Effective summative assessments
Effective summative assessments provide students a structured way to demonstrate that they have met a range of key learning objectives and to receive useful feedback on their overall learning. They should align with the course learning goals and build upon prior formative assessments. These assessments will address how well the student is able to synthesize and connect the elements of learning from the entirety of the course into a holistic understanding and provide an opportunity to provide rich summative feedback.
The value of summative feedback
Summative feedback is essential for students to understand how far they have come in meeting the learning goals of the course, what they need further work on, and what they should study next. This can affect later choices that students make, particularly in contemplating and pursuing their major fields of study. Summative feedback can also influence how students regard themselves and their academic disciplines after graduation.

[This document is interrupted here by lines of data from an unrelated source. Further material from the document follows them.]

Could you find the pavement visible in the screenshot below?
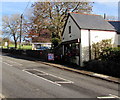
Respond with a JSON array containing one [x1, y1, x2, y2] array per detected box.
[[39, 61, 120, 84]]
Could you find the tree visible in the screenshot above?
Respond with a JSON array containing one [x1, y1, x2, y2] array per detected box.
[[2, 14, 20, 48], [29, 2, 92, 39]]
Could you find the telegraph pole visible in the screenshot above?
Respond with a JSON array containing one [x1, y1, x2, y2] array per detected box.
[[19, 14, 23, 49]]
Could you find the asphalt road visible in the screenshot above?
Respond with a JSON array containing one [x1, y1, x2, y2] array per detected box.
[[0, 54, 119, 99]]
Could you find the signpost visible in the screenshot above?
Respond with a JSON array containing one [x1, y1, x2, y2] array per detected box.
[[48, 53, 54, 61]]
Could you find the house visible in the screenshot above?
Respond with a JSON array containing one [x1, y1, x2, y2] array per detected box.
[[108, 21, 120, 47], [62, 13, 118, 66]]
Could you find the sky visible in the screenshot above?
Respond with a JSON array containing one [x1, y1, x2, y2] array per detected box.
[[0, 0, 118, 16], [0, 0, 120, 29]]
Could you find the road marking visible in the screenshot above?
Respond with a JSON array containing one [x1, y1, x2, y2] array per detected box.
[[33, 69, 74, 83], [0, 61, 13, 66], [7, 60, 22, 66], [97, 94, 120, 99], [55, 81, 73, 84], [93, 73, 109, 78], [0, 93, 5, 99], [22, 70, 61, 86]]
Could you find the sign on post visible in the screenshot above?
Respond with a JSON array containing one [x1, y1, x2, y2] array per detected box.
[[48, 53, 54, 61]]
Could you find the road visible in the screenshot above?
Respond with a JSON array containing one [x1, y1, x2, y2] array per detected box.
[[0, 54, 118, 99]]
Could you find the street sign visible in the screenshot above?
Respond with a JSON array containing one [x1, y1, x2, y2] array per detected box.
[[48, 53, 54, 61]]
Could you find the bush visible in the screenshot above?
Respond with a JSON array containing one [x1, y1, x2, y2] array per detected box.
[[84, 60, 120, 78]]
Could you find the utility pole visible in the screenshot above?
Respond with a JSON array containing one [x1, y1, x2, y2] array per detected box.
[[19, 14, 23, 49]]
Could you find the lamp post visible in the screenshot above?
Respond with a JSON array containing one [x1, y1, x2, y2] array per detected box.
[[19, 14, 23, 49]]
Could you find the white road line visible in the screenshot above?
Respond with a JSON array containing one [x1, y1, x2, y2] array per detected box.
[[97, 94, 120, 99], [3, 60, 22, 66], [0, 93, 5, 99], [2, 62, 13, 66], [55, 81, 72, 84], [22, 70, 61, 86], [109, 94, 120, 99], [0, 61, 13, 66], [33, 69, 74, 83], [93, 73, 109, 78]]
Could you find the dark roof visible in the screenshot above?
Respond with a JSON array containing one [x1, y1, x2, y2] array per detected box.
[[108, 21, 120, 33], [70, 13, 115, 31]]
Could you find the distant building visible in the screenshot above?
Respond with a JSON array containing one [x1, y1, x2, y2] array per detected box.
[[62, 13, 116, 66]]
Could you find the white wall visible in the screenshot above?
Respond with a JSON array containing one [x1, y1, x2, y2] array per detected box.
[[62, 17, 80, 42]]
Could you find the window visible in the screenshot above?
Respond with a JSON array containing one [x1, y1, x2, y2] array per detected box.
[[69, 26, 71, 34]]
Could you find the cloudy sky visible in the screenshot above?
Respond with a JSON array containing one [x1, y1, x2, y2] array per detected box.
[[0, 0, 119, 16]]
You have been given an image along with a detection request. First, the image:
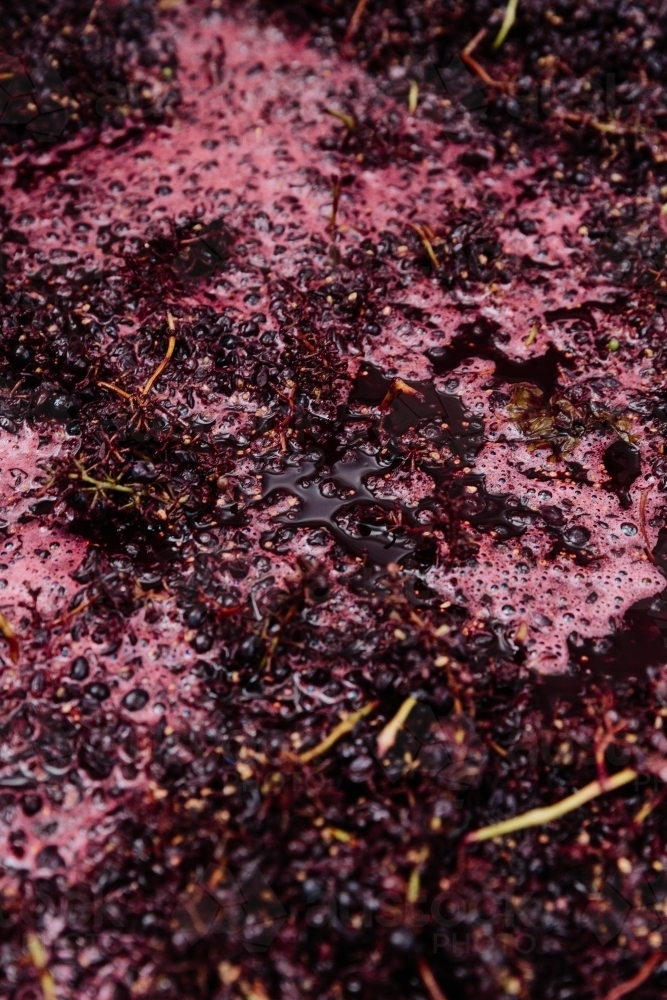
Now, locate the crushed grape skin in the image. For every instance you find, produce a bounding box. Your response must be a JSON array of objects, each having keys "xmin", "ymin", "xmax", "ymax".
[{"xmin": 0, "ymin": 5, "xmax": 665, "ymax": 998}]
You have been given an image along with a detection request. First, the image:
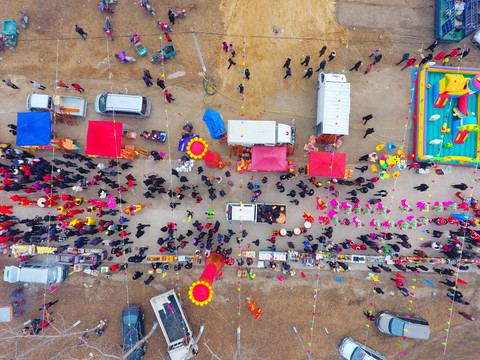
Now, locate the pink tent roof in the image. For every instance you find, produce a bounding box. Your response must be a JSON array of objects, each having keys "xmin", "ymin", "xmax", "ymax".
[
  {"xmin": 251, "ymin": 146, "xmax": 288, "ymax": 172},
  {"xmin": 308, "ymin": 151, "xmax": 347, "ymax": 178},
  {"xmin": 85, "ymin": 121, "xmax": 123, "ymax": 157}
]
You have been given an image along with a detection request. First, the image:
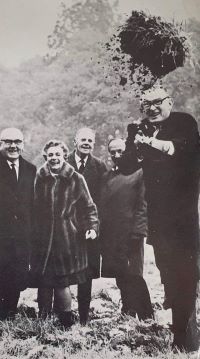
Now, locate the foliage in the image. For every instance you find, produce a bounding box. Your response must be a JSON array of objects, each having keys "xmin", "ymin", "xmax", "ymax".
[{"xmin": 0, "ymin": 0, "xmax": 200, "ymax": 165}]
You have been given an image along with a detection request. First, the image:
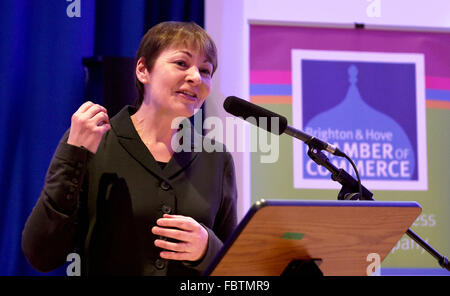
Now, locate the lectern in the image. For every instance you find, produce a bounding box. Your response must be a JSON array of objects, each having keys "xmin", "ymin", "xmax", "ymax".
[{"xmin": 204, "ymin": 200, "xmax": 421, "ymax": 276}]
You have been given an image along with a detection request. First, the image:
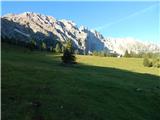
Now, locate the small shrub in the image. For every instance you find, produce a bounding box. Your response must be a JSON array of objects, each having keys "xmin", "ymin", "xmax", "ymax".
[
  {"xmin": 143, "ymin": 58, "xmax": 152, "ymax": 67},
  {"xmin": 62, "ymin": 49, "xmax": 76, "ymax": 64}
]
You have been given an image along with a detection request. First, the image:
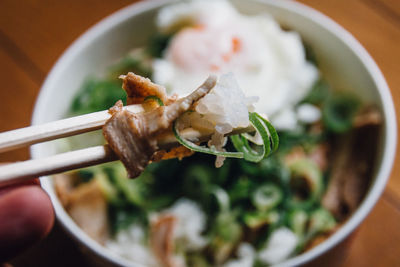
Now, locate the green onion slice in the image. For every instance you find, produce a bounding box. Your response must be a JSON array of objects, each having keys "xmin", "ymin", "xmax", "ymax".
[
  {"xmin": 144, "ymin": 95, "xmax": 164, "ymax": 107},
  {"xmin": 172, "ymin": 112, "xmax": 279, "ymax": 162},
  {"xmin": 172, "ymin": 121, "xmax": 243, "ymax": 159}
]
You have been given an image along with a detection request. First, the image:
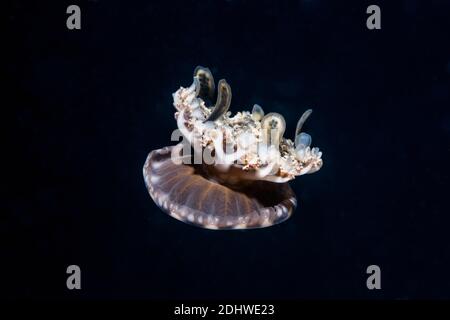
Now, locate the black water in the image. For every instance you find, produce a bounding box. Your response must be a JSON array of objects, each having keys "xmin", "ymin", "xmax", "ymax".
[{"xmin": 6, "ymin": 0, "xmax": 450, "ymax": 299}]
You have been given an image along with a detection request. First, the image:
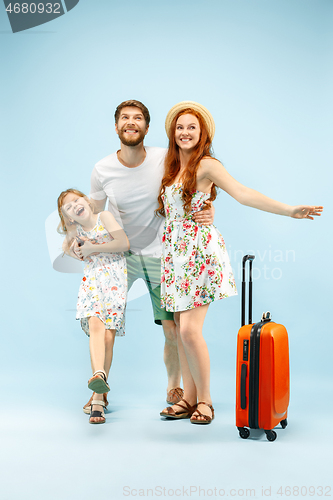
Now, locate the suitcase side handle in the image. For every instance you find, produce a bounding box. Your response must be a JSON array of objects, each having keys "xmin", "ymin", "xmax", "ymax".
[{"xmin": 241, "ymin": 255, "xmax": 255, "ymax": 326}]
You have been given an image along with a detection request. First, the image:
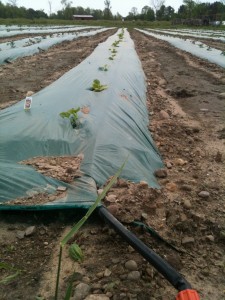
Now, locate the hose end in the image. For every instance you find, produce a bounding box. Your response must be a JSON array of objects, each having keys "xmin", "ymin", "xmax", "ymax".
[{"xmin": 176, "ymin": 289, "xmax": 200, "ymax": 300}]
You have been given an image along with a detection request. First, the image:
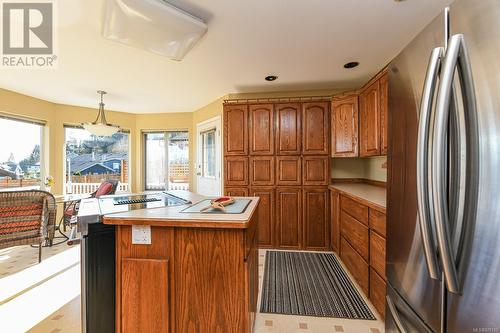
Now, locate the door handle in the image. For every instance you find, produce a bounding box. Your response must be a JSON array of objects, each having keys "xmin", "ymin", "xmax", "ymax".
[
  {"xmin": 385, "ymin": 295, "xmax": 407, "ymax": 333},
  {"xmin": 432, "ymin": 34, "xmax": 479, "ymax": 294},
  {"xmin": 417, "ymin": 47, "xmax": 444, "ymax": 280}
]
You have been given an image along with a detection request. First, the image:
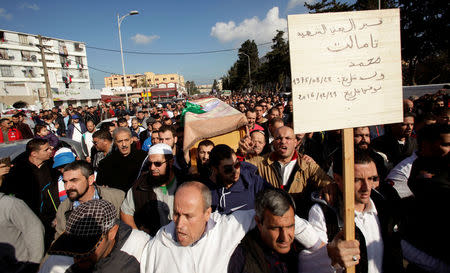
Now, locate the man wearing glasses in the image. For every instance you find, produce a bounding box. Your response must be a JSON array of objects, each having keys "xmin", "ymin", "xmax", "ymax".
[
  {"xmin": 204, "ymin": 144, "xmax": 271, "ymax": 214},
  {"xmin": 120, "ymin": 143, "xmax": 177, "ymax": 236}
]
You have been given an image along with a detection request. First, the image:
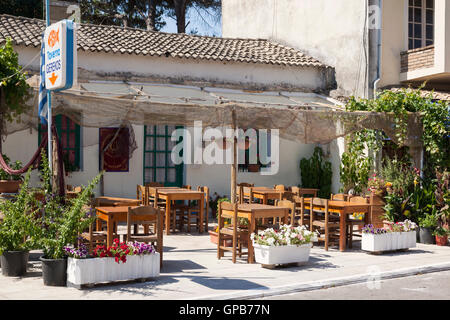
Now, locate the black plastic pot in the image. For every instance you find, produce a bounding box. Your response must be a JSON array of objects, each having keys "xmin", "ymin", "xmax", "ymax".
[
  {"xmin": 0, "ymin": 251, "xmax": 29, "ymax": 277},
  {"xmin": 39, "ymin": 256, "xmax": 67, "ymax": 287},
  {"xmin": 420, "ymin": 227, "xmax": 436, "ymax": 244}
]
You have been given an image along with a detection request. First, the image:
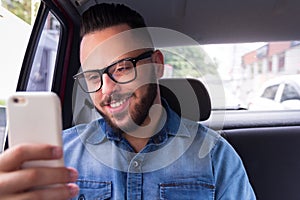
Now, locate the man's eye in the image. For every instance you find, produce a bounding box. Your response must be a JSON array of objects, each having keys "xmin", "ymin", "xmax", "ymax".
[{"xmin": 86, "ymin": 74, "xmax": 100, "ymax": 81}]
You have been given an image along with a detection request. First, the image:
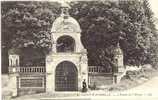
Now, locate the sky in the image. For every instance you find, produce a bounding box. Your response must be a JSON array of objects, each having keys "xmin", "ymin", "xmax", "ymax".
[{"xmin": 57, "ymin": 0, "xmax": 158, "ymax": 29}]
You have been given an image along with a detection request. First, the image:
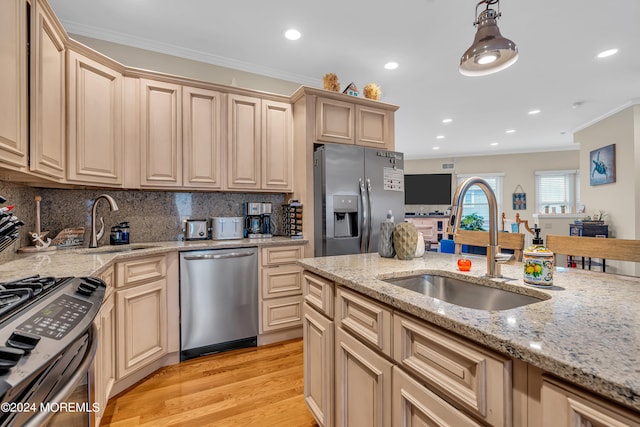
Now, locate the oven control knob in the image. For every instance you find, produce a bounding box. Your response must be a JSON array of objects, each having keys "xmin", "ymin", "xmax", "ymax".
[
  {"xmin": 0, "ymin": 347, "xmax": 24, "ymax": 370},
  {"xmin": 7, "ymin": 331, "xmax": 40, "ymax": 352}
]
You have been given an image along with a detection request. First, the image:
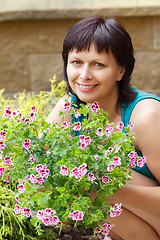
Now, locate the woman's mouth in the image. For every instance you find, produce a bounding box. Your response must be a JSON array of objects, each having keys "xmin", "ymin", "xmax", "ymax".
[{"xmin": 77, "ymin": 83, "xmax": 98, "ymax": 91}]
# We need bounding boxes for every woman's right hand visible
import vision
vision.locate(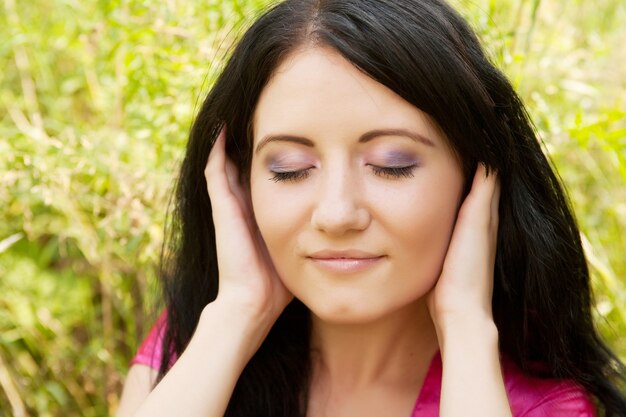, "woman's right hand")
[204,128,293,326]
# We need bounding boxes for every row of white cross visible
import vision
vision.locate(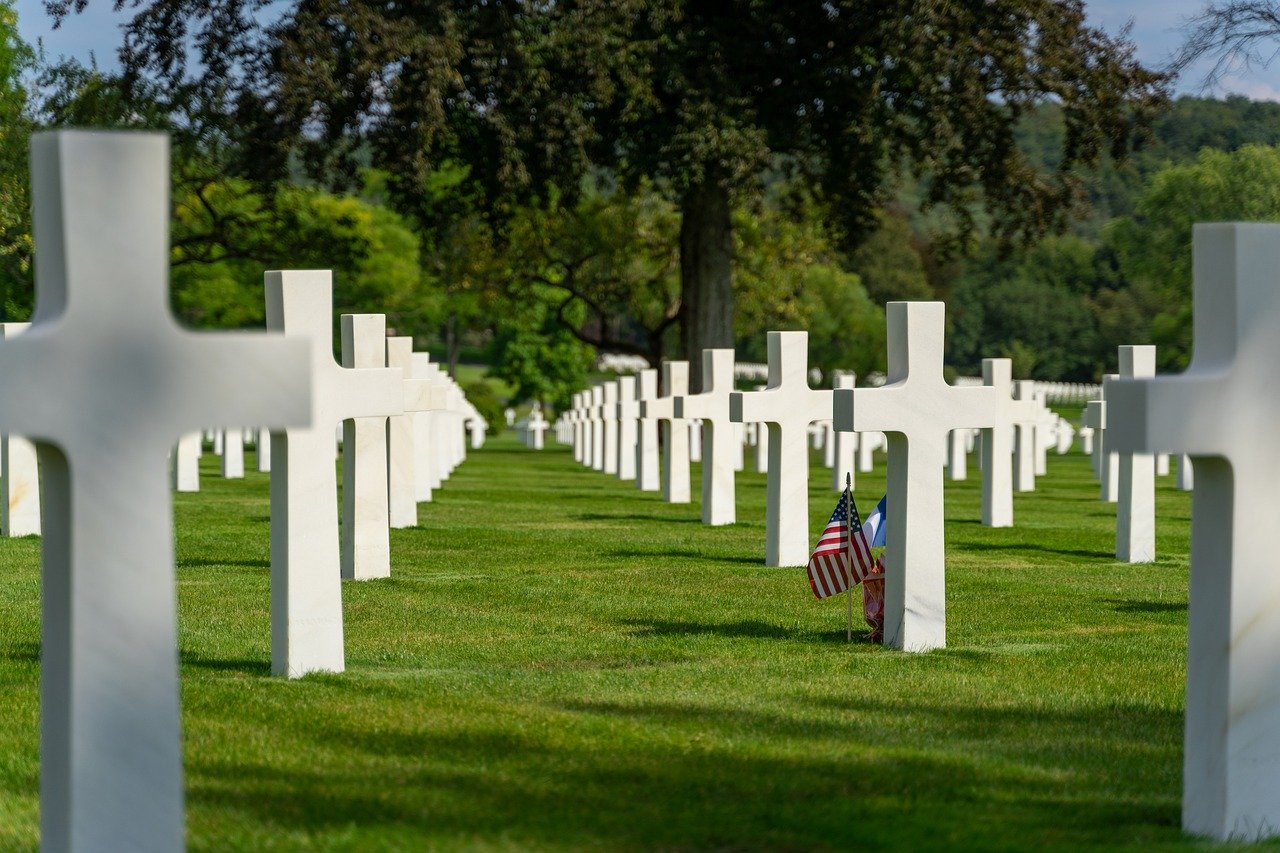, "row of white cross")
[552,224,1280,839]
[0,132,494,850]
[10,132,1280,850]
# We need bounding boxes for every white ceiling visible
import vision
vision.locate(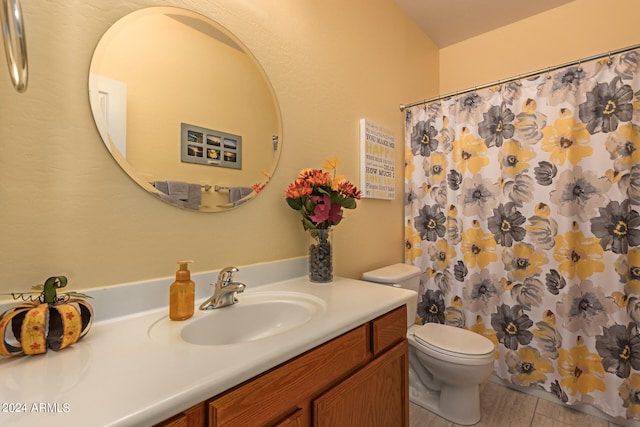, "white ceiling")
[396,0,573,48]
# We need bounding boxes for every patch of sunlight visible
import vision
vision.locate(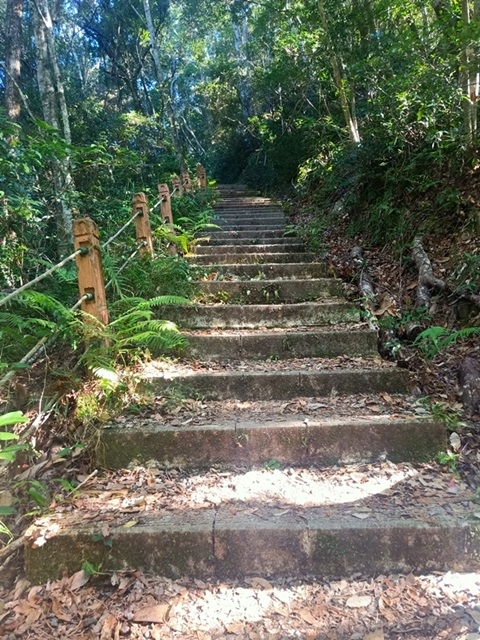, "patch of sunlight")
[169,586,297,633]
[191,467,418,506]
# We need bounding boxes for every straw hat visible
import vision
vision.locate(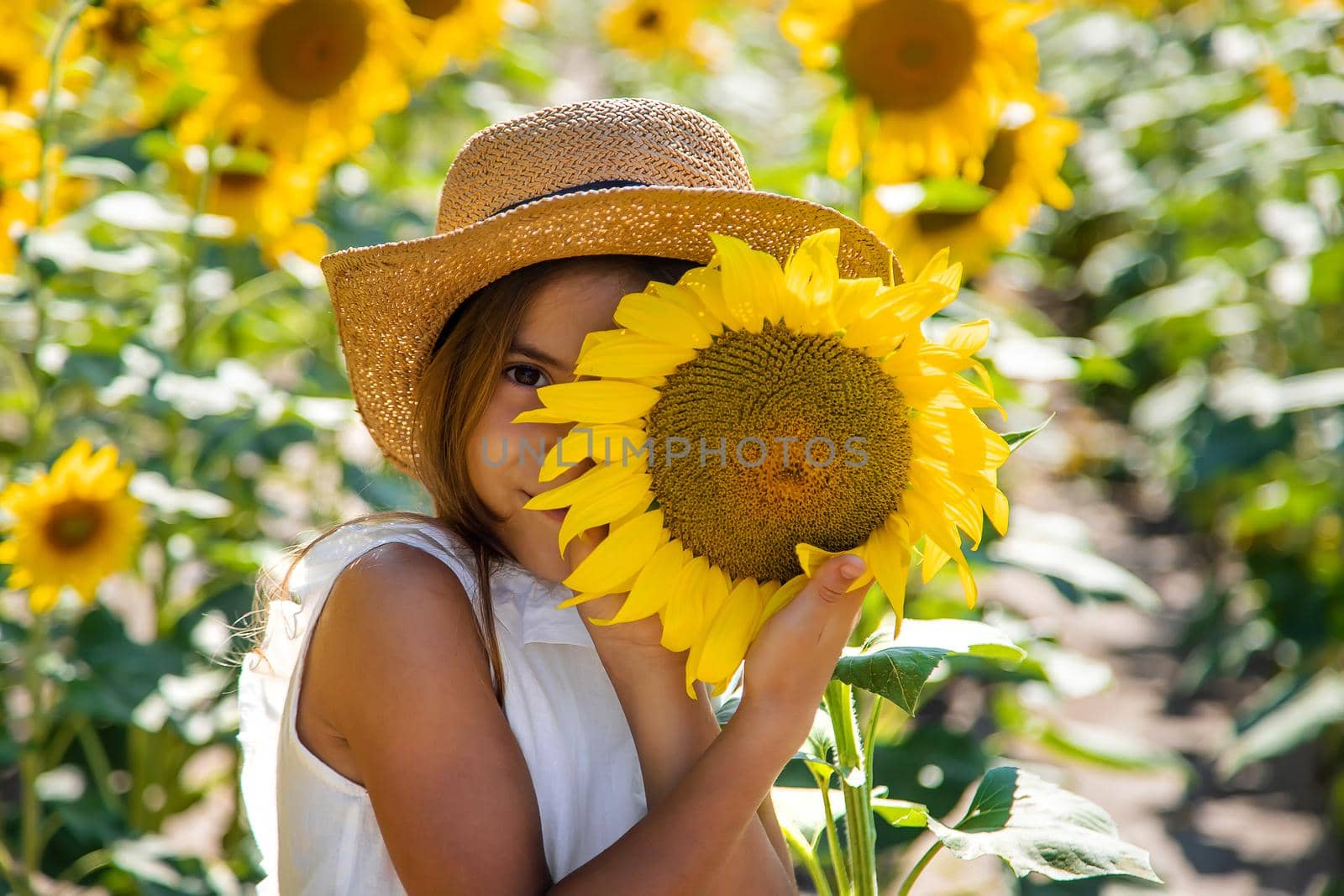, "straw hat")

Use rubrics to provide consistency and transparency
A rubric is a grading guide for evaluating how well students have met a learning outcome. A rubric consists of performance criteria, a rating scale, and indicators for the different rating levels. They are typically in a chart or table format.
Instructors often use rubrics for both formative and summative feedback to ensure consistency of assessment across different students. Rubrics also can make grading faster and help to create consistency between multiple graders and across assignments.
Students might be given access to the rubric before working on an assignment. No criteria or metric within a summative assessment should come as a surprise to the students. Transparency with students on exactly what is being assessed can help them more effectively demonstrate how much they have learned.
Types of summative assessments
Different summative assessments are better suited to measuring different kinds of learning.
Examinations are useful for evaluating student learning in terms of remembering information, and understanding and applying concepts and ideas. However, exams may be less suited to evaluating how well students are able to analyze, evaluate, or create things related to what they've learned.
A presentation tasks the student with teaching others what they have learned typically by speaking, presenting visual materials, and interacting with their audience. This can be useful for assessing a student's ability to critically analyze and evaluate a topic or content.
With projects, students will create something, such as a plan, document, artifact, or object, usually over a sustained period of time, that demonstrates skills or understanding of the topic of learning. They are useful for evaluating learning objectives that require high levels of critical thinking, creativity, and coordination. Projects are good opportunities to provide summative feedback because they often build on prior formative assessments and feedback.
With a portfolio, students create and curate a collection of documents, objects, and artifacts that collectively demonstrate their learning over a wide range of learning goals. Portfolios usually include the student's reflections and metacognitive analysis of their own learning. Portfolios are typically completed over a sustained period of time and are usually done by individual students as opposed to groups.
Portfolios are particularly useful for evaluating how students' learning, attitudes, beliefs, and creativity grow over the span of the course. The reflective component of portfolios can be a rich form of self-feedback for students. Generally, portfolios tend to be more holistic and are often now done using ePortfolios.